I had a Care Meeting for Billy today. The social worker, director of nursing, and activity director all met with me. They wanted Billy to join us, and I agreed. The activity director, also named Kathy, went to get him. As she brought him around the corner, I saw him being led by her. He walks so slowly now - like a very old man, and you have to pull him along. His gait seems normal and balance is okay. I have no idea why that has changed. Just part of this lovely disease. It's also hard to get him to sit down. It's a disconnect between his brain and legs, I think. He does finally sit down, but it's a big change from what it was.
The nurse explained to him that we were meeting to make sure he was comfortable and that all things were going well for him. He responded, but it didn't make a lot of sense. When prompted, he says he likes it there. He eats well, and yet he's lost almost 20 pounds since January 24th. We certainly are not concerned about him being too thin because he had some weight to spare, but I do hope his weight loss slows.
The hardest part for me to see is his inability to respond to questions well. The nurse asked him what he taught when he was a teacher, and he looked around for a moment, then he pointed at the table and said something about a green square. I said, "You taught history, and you really liked teaching US history the most." He nodded. And you know what he said...."I still do." A few minutes later, the social worker asked him his birthday. He looked at me, and I waited to see what he would say. He finally said, "Twelve, twelve, twelve." I told him that his birthday is on the twelfth, and I asked him if he knew the month. He thought for a moment and said Julie. I corrected him and confirmed that it is in July. He realized he had said it wrong, and he tried again, but he couldn't get the word July out.
The hardest part of the meeting was signing a DNR for him. I've tried to talk to Billy about this for a few years, and when I knew he could understand, he would say he wanted to think about it. Obviously, he cannot make those decisions for himself now. I feel strongly that if God decides to take him home, I will not stand in the way. I'm in no hurry, and the thought of Billy not being here is too hard to imagine. But in so many ways, he's not here now. His eyes have that far away look, and he knows to respond to questions, but many times he doesn't fully comprehend what he's being asked.

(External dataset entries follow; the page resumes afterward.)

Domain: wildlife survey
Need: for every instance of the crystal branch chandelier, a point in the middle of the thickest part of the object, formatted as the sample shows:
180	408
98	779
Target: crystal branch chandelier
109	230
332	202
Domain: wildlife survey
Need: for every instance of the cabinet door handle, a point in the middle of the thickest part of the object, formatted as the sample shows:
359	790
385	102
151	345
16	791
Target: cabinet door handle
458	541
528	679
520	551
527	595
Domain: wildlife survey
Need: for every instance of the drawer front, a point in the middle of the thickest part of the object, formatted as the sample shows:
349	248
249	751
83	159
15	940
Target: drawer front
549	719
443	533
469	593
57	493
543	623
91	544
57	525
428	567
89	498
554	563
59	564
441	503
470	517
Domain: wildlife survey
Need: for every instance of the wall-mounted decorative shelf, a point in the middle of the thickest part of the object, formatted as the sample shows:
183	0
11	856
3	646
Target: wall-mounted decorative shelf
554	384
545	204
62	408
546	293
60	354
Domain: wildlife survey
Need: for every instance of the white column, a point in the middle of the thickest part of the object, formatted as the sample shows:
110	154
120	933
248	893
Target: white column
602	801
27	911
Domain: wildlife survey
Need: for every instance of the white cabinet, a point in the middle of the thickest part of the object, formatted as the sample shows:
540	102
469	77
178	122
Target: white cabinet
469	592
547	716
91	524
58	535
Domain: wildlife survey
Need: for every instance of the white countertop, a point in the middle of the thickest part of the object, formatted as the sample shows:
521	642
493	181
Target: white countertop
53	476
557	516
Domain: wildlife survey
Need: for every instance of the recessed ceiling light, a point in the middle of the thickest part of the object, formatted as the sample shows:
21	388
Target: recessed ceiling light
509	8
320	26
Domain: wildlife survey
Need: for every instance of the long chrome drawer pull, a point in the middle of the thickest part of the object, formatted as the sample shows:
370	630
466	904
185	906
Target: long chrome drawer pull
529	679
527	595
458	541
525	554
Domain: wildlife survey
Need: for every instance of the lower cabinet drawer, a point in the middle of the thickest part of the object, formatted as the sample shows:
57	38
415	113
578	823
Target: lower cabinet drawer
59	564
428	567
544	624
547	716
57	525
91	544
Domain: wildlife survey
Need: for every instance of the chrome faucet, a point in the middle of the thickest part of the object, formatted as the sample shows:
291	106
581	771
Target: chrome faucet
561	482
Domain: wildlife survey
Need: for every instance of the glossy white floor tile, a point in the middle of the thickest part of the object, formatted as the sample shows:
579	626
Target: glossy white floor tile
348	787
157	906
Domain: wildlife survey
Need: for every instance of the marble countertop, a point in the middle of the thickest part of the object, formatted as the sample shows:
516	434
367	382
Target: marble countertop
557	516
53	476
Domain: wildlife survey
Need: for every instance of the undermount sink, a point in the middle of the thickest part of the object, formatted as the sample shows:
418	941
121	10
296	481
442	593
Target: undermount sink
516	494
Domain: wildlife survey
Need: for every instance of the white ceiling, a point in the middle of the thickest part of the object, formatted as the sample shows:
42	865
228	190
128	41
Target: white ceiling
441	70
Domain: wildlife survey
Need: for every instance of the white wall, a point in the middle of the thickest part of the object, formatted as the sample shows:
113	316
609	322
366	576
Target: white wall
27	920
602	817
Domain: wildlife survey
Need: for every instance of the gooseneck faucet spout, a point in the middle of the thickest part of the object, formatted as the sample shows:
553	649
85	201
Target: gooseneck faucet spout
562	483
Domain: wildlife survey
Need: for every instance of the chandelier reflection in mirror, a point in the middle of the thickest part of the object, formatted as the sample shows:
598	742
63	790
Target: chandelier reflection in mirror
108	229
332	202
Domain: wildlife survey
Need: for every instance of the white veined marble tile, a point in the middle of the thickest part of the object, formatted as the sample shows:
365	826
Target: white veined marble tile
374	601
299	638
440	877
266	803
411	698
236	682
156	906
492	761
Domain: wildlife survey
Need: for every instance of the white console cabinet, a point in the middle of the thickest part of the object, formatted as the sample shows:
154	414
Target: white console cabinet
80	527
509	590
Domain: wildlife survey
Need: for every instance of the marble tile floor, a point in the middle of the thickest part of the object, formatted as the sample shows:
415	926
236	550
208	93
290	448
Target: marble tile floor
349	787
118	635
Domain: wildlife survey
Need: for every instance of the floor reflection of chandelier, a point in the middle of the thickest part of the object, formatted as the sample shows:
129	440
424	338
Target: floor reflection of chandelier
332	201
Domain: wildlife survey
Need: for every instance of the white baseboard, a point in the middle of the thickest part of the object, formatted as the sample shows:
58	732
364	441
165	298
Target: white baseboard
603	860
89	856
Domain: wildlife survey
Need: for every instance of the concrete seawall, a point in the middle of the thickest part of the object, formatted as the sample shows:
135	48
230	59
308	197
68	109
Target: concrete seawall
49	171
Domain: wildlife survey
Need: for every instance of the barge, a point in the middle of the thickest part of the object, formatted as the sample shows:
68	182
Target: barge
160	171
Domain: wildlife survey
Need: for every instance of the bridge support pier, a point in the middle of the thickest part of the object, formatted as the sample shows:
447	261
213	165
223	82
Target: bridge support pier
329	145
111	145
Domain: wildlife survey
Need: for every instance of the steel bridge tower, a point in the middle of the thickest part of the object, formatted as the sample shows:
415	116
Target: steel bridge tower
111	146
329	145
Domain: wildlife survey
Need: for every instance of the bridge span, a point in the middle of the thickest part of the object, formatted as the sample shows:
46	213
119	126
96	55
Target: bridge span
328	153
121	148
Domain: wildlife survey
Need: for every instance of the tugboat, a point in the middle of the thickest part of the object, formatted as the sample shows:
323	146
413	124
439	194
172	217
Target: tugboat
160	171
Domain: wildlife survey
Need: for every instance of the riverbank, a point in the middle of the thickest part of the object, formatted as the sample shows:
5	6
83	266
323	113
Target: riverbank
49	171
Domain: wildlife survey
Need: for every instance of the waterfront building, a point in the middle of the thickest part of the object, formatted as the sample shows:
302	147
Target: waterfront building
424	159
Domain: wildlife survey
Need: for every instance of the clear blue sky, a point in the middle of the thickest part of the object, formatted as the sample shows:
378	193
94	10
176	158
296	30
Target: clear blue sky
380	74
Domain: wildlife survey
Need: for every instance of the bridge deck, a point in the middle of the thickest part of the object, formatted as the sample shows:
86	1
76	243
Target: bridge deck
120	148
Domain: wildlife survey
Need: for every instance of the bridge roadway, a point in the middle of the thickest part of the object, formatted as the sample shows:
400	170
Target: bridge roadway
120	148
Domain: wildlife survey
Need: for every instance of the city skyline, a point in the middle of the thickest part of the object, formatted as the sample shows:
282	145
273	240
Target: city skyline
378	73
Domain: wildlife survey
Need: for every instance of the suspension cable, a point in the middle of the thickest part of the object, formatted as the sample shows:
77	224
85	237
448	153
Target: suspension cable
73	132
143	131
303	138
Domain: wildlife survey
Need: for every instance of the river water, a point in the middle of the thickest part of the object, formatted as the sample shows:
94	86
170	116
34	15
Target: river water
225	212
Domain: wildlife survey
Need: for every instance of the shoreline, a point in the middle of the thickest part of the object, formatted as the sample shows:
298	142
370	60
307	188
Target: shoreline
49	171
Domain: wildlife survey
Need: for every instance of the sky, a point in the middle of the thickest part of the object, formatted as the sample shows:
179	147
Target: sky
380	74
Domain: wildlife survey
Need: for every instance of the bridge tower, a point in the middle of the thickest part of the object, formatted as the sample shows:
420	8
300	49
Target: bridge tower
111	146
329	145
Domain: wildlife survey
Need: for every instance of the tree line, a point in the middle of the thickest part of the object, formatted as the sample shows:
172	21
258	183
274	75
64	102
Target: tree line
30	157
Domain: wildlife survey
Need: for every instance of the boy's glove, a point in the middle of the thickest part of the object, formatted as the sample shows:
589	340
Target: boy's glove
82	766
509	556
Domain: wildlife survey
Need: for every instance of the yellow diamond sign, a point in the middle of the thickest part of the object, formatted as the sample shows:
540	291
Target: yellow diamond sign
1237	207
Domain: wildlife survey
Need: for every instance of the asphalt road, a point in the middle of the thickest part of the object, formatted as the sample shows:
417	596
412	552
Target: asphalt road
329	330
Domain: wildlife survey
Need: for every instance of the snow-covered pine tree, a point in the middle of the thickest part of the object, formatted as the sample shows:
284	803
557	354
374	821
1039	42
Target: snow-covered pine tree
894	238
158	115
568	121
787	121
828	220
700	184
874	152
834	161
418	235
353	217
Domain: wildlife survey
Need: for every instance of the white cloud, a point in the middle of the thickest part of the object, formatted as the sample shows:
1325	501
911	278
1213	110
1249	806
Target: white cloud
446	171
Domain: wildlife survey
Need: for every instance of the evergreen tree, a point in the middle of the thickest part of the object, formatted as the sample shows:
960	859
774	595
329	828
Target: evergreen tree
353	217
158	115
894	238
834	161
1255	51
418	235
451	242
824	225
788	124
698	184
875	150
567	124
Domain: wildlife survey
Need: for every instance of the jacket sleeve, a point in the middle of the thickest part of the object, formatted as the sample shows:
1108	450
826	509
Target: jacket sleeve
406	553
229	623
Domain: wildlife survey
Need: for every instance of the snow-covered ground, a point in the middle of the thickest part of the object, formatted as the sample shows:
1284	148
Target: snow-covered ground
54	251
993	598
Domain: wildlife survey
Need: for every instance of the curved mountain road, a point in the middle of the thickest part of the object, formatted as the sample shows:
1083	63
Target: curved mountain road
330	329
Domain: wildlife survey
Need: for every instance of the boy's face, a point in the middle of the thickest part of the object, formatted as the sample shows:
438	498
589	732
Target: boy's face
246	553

He does make us laugh still - intentionally sometimes. But it's often because he just says what pops in his head. Last week, we were at my sister-in-law's (Jerris') house for a graduation reception to honor my nephew, Cory. He just completed his bachelor's degree and plans to be a band director. Cory has been in DCI for several years in the summer, and we often watch dvds of his performances. Billy had just finished eating, and Jerris asked him if he would like to move to the living room and watch a dvd of Cory marching. Without a moment's hesitation, Billy said, "Not really, but I will." Jerris looked so surprised, and I just had to laugh. I looked at her and said, "no filter." We just had to laugh.